What are the risk factors for pseudarthrosis in long segment spinal fusions? What is the role of anterior stability? A multinational team of researchers dove into these questions lately with their study, “Pseudarthrosis in adult spine deformity surgery: risk factors and treatment options,” which was published in the May 5, 2021, edition of European Spine Journal.
David Kieser, M.B.Ch.B., Ph.D. is an orthopedic surgeon at the University of Otago in Christchurch, New Zealand, and was a co-author on this retrospective review. While this has been studied previously, stated Dr. Kieser to OTW, it has only been examined in small series and without combining patient risk factors, surgical techniques, and radiological parameters.
Using data from six spine centers and 524 patients diagnosed with adult spine deformity who had been treated with ≥ 4 fused levels with a minimum follow-up of ≥ 2 years. The team gathered full body X-rays preop, <3 months and ≥ 2 years and documented Oswestry Disability Index (ODI), Scoliosis Research Society-22 (SRS-22) and the Short Form Survey (SF36) scores both pre- and post-operatively.
The investigators also collected data regarding each patient’s age, gender, body mass index, smoking status, comorbidities and any prior spine fusion procedures.
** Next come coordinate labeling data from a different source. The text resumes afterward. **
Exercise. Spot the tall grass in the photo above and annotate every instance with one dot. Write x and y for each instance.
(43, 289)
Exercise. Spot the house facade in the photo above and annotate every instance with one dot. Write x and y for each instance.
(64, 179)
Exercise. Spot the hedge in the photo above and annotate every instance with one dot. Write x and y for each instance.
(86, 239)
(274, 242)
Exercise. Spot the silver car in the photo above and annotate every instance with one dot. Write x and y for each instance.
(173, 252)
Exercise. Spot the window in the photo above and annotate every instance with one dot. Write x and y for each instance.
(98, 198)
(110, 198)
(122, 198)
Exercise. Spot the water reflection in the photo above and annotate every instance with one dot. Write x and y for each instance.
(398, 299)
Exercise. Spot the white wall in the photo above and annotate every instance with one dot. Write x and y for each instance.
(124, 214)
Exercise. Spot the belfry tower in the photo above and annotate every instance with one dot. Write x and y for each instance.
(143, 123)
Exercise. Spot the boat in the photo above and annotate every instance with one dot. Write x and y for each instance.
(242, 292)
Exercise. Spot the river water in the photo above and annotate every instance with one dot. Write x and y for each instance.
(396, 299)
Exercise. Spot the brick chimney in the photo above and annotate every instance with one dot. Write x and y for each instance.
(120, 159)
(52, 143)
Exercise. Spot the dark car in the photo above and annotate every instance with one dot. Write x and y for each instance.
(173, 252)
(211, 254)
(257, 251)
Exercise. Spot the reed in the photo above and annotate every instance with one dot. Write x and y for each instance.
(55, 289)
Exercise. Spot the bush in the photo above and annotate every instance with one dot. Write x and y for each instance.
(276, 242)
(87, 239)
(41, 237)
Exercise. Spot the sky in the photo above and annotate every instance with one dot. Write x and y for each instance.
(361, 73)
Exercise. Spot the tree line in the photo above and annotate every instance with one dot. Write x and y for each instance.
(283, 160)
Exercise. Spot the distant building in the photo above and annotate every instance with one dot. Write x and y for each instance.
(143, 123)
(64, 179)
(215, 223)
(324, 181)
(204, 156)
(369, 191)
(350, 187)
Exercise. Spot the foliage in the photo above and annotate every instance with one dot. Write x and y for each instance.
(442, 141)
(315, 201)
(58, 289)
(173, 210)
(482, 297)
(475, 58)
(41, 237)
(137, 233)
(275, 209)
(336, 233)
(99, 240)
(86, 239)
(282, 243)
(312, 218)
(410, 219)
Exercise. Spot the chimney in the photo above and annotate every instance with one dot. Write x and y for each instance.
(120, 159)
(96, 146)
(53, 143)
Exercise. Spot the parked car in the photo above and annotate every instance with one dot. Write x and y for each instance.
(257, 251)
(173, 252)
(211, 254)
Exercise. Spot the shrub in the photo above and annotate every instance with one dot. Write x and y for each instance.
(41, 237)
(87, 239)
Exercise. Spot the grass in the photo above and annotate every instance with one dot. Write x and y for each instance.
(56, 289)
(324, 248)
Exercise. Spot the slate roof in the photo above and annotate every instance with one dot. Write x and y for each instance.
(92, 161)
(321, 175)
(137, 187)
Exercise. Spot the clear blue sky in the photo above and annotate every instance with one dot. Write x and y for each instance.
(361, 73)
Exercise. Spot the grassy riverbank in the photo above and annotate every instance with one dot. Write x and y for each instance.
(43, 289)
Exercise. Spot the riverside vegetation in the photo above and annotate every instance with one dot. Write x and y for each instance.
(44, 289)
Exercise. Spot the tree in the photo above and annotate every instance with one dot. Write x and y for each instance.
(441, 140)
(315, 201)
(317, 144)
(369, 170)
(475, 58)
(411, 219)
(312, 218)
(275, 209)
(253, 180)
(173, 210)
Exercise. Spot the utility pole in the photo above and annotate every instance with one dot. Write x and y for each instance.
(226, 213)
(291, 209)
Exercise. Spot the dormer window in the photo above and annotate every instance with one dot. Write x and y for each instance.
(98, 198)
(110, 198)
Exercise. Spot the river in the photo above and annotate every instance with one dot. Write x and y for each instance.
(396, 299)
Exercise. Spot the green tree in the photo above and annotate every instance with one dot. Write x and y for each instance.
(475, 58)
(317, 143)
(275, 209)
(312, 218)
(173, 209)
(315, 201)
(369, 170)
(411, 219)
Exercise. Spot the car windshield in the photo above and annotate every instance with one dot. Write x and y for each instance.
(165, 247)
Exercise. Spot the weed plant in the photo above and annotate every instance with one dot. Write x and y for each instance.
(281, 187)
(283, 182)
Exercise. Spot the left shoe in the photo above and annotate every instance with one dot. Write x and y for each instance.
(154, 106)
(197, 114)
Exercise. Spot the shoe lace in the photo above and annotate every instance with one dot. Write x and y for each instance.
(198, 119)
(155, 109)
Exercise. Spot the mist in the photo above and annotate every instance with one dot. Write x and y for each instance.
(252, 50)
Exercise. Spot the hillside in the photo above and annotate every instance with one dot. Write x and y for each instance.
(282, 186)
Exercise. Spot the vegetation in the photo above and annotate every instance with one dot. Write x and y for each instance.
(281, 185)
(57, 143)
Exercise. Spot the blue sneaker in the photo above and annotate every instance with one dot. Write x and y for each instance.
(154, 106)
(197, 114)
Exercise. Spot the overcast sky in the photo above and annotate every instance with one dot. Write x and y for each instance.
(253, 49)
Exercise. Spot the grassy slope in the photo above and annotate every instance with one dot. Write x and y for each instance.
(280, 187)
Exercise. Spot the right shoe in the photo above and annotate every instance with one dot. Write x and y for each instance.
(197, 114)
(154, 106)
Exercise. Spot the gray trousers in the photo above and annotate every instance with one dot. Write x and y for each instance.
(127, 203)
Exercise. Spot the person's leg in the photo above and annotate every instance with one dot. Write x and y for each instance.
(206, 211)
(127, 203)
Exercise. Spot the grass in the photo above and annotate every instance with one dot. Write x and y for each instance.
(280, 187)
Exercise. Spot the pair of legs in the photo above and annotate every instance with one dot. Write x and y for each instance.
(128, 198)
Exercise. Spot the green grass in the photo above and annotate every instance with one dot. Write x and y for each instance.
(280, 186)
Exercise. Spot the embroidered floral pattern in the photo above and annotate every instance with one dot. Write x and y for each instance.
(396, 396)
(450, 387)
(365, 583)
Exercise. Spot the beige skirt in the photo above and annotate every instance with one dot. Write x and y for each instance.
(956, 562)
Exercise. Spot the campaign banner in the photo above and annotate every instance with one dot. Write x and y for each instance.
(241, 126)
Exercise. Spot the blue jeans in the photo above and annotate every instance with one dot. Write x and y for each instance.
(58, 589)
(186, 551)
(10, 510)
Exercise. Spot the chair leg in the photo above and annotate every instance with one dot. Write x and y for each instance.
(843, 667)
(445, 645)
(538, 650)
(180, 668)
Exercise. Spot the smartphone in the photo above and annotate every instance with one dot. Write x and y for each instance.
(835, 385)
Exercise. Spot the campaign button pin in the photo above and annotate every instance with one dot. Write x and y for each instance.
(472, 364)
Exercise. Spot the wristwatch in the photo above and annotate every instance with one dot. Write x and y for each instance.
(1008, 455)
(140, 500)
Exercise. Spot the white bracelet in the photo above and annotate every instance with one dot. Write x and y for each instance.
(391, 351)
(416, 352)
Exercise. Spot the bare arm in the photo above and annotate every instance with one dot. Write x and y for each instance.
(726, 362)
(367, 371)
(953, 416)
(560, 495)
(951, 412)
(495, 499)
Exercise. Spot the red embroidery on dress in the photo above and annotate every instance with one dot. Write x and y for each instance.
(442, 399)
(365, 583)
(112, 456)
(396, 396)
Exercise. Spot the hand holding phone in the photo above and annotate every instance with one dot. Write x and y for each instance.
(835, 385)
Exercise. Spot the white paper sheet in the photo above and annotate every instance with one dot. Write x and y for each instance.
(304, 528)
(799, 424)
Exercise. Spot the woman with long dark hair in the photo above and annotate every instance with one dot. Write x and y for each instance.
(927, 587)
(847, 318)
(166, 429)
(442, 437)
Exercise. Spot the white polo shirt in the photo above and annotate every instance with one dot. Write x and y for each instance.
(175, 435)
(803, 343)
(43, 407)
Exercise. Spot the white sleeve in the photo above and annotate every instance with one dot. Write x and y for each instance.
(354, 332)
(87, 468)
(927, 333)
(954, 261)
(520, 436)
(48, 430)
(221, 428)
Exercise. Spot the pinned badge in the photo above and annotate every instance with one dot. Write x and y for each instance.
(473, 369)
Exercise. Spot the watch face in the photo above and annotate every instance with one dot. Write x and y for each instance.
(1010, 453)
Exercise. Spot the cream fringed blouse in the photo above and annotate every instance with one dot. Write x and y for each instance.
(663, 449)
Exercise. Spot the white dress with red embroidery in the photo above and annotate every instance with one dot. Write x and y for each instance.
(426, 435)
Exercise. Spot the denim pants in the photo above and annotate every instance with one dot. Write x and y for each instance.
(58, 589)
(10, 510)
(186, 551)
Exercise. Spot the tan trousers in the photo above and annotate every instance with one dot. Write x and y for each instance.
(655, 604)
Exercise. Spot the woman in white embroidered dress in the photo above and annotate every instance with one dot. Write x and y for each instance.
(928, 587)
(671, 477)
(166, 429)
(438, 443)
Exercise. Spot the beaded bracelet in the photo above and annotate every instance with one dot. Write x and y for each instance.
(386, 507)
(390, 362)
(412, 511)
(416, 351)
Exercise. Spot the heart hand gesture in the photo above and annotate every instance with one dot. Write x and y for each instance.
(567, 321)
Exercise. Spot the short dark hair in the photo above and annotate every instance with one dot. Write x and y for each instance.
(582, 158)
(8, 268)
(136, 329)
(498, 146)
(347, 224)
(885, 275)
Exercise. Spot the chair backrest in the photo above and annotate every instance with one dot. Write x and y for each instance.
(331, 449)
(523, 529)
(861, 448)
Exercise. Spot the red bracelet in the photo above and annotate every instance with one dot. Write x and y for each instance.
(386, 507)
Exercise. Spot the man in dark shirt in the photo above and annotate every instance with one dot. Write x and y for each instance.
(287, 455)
In addition, they collected data for variables related to surgery including blood loss, surgical time, approach (anterior, posterior, combined), type of osteotomies performed, interbody cages, number of levels fused, the level of the most proximal and most distal fusion, rod material used, rod diameter and revision surgery.
Of all patients, 65 (12.4%) developed pseudarthrosis and 53 underwent revision surgery. “Notably, 88% of pseudarthrosis cases are associated with fusion length, osteotomy requirement, pelvic fixation and combined approaches,” wrote the authors. “Sagittal alignment is not related to the rate of pseudarthrosis. Health related and quality of life scores were comparable at last FU [follow-up] between patients revised for pseudarthrosis and those that did not require revision surgery (ODI = 28% no revision and 30% revision group).
“Pseudarthrosis,” said Dr. Kieser to OTW, “is not related to malalignment, but with the surgical techniques employed for its treatment. Anterior approaches with anterior support decrease the rate by 30%, while long fusions, osteotomies and pelvic fixation increase its rate.”
“The surgical technique is the most important determinant and surgeons should consider this when determining the optimal surgical plan.”